Young Rosalyn was walking her corgi dog Jabie near her Hamilton home on a warm Sunday evening in January 1971 when it is believed Lowery and King abducted the 15-year-old girl in Lowery’s Holden panel van.
The sadistic duo drove south of Hamilton to Mount Napier and beat, stomped and kicked her repeatedly.
A court heard that both men were involved in trussing her with electrical flex in such a way that the weight of her body slowly strangled her. Lowery and King watched, then left her.
An exhaustive search across the south-west took place in the days following Rosalyn’s disappearance.
She was found five days after she went missing when a Macarthur district farmer found the girl’s dog wandering along a track near the Port Fairy-Hamilton Road.
Police moved on to the area where the corgi had been wandering and a search party led by Detective Norm Mengler discovered Rosalyn’s body, her clothes scattered around the scene.

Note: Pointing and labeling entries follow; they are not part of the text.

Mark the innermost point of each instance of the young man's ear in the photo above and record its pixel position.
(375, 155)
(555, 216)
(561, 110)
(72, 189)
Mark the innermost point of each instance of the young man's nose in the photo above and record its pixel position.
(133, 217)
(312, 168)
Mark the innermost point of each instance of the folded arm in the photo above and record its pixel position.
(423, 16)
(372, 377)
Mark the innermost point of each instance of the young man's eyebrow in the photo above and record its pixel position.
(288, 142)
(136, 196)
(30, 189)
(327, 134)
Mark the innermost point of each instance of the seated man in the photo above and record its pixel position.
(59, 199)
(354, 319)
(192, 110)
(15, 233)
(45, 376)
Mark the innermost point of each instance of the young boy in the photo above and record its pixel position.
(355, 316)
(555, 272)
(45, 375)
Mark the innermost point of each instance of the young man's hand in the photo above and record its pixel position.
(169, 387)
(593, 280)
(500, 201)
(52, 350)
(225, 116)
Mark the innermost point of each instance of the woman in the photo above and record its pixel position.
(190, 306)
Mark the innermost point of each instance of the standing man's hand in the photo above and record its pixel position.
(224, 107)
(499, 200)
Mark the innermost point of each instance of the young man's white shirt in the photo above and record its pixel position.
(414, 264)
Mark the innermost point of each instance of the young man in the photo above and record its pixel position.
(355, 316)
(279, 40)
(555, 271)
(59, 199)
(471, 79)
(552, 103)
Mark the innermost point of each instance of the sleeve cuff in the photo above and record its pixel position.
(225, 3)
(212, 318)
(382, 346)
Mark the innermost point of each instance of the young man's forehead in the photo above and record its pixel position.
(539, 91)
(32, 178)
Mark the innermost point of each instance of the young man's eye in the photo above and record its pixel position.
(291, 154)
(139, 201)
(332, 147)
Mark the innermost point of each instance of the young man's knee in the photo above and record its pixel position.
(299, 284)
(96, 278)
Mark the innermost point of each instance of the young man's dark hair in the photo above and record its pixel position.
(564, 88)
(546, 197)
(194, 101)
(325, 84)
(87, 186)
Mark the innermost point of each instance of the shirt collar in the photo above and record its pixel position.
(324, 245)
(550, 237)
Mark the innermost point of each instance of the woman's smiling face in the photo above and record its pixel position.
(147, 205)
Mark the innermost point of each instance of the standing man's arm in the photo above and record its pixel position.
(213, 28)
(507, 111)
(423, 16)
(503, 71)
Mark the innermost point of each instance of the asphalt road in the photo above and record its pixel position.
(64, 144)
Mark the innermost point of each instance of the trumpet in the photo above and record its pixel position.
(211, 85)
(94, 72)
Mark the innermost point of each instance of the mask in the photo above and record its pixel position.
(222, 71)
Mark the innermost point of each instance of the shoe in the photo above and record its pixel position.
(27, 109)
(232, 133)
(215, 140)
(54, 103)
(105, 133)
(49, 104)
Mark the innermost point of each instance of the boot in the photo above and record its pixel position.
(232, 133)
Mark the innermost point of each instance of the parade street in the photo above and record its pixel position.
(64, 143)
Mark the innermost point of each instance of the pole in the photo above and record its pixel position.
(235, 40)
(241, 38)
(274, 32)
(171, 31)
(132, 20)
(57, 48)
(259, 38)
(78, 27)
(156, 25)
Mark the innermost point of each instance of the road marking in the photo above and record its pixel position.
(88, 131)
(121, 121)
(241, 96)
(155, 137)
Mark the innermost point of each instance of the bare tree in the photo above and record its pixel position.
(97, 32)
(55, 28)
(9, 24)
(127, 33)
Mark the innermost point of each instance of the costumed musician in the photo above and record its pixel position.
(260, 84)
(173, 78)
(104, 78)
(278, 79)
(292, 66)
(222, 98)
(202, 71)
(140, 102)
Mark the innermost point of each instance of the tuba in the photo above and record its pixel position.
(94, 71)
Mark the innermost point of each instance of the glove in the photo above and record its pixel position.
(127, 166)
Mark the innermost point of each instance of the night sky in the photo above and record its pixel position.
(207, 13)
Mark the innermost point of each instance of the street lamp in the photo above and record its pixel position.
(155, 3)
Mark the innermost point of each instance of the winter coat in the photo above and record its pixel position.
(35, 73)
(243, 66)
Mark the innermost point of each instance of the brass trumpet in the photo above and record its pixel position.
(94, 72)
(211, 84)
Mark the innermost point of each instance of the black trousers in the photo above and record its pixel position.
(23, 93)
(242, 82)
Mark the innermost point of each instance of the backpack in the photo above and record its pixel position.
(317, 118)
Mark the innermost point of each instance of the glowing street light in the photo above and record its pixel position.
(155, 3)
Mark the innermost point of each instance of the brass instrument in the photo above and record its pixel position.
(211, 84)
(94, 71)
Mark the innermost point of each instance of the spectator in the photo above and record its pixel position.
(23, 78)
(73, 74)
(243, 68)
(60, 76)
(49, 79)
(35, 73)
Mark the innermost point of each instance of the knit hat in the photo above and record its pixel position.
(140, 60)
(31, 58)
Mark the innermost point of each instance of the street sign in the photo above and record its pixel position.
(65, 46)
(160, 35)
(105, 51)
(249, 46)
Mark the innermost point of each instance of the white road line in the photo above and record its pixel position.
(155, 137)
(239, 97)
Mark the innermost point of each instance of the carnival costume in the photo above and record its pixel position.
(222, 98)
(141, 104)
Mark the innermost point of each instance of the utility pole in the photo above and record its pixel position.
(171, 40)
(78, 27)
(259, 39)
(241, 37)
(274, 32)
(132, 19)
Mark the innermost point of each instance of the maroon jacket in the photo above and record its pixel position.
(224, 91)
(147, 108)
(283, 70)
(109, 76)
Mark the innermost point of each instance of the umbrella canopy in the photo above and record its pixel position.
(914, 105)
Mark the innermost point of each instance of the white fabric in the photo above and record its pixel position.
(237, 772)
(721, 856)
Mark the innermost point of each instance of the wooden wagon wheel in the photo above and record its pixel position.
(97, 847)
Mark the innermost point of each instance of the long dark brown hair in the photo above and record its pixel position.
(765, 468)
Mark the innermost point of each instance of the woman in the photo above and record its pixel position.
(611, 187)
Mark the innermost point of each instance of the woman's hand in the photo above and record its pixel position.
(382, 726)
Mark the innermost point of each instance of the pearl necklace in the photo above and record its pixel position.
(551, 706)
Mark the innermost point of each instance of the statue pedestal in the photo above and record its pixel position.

“It’s something that no one would be able to easily forget,” Cr Dawson said.
“At the time when Rosalyn’s body was discovered near Mount Napier, I was sent to the scene to secure the area ahead of the arrival of police photographers and a thorough search by investigators.
“She was bound at the wrists and ankles with brown two-core electric flex.
“She’d been thrown, naked, except for her socks, into this scrubby area surrounded by porous rocks.
“There was no dignity in her death. She wasn’t treated like a human being.”
The young officer had to guard Rosalyn’s body and was present when the girl’s father had to identify her in an undertaker’s panel van at the police station yard.
It was only a few days before Lowery and King were arrested. They were questioned at Hamilton police station before appearing in Melbourne City Court the following day.
Again, the young officer was involved in the investigation, coming face-to-face with Rosalyn’s killers.
“When they were arrested and interviewed, Christopher Lowery made some admissions and I had to give evidence at the trial,” Cr Dawson said.
“Shock and revulsion was the best way to describe how I felt. But as an officer, I was a firm believer in not passing judgment, in letting the legal process run its course.”
Cr Dawson said all three families — of the victim and the two murderers — were well known around town and the fallout reverberated around Hamilton for years.
“It’s fair to say the three families were well regarded and given Hamilton’s small population, it was particularly tough for parents and other family members,” he said.
“The Nolte family were wonderful people who didn’t deserve the pain and suffering they had to endure.
“The parents of Lowery and King were lovely people too.
“They were placed in a very difficult position not of their making.”
With Victoria moving away from the death penalty, Governor Winneke commuted the death sentences to 60 years’ imprisonment, with a minimum of 50 years.
But the duo were freed far earlier than the 2023 deadline.
The Kirner government’s new sentencing act made them eligible for a minimum sentence and they were released from prison in August 1992.
Reaction in Hamilton was mixed. Rosalyn’s aunt Aileen Williams was furious and said the new sentencing act meant the concept of life imprisonment was undermined.
Lowery returned to crime within a few years, appearing in Geelong courtrooms on drugs charges and received a two-month prison term in 1999. He suicided seven years ago.
King led an inconspicuous existence for two decades until News Limited reported that he was working as a gardener at a retirement village in suburban Melbourne. He resigned from the position once his employers became aware of his dark past.
The motive for the killing was never properly explained by either King or Lowery. The court accepted it was committed as a “thrill kill”.
“People in any country town would have been shocked by what happened, more so in the early 1970s,” Cr Dawson said.
“You have to remember at that time that we weren’t exposed to the horrors of murder on television or in newspapers like we are today.
“Despite those changing circumstances, it remains a shocking crime.”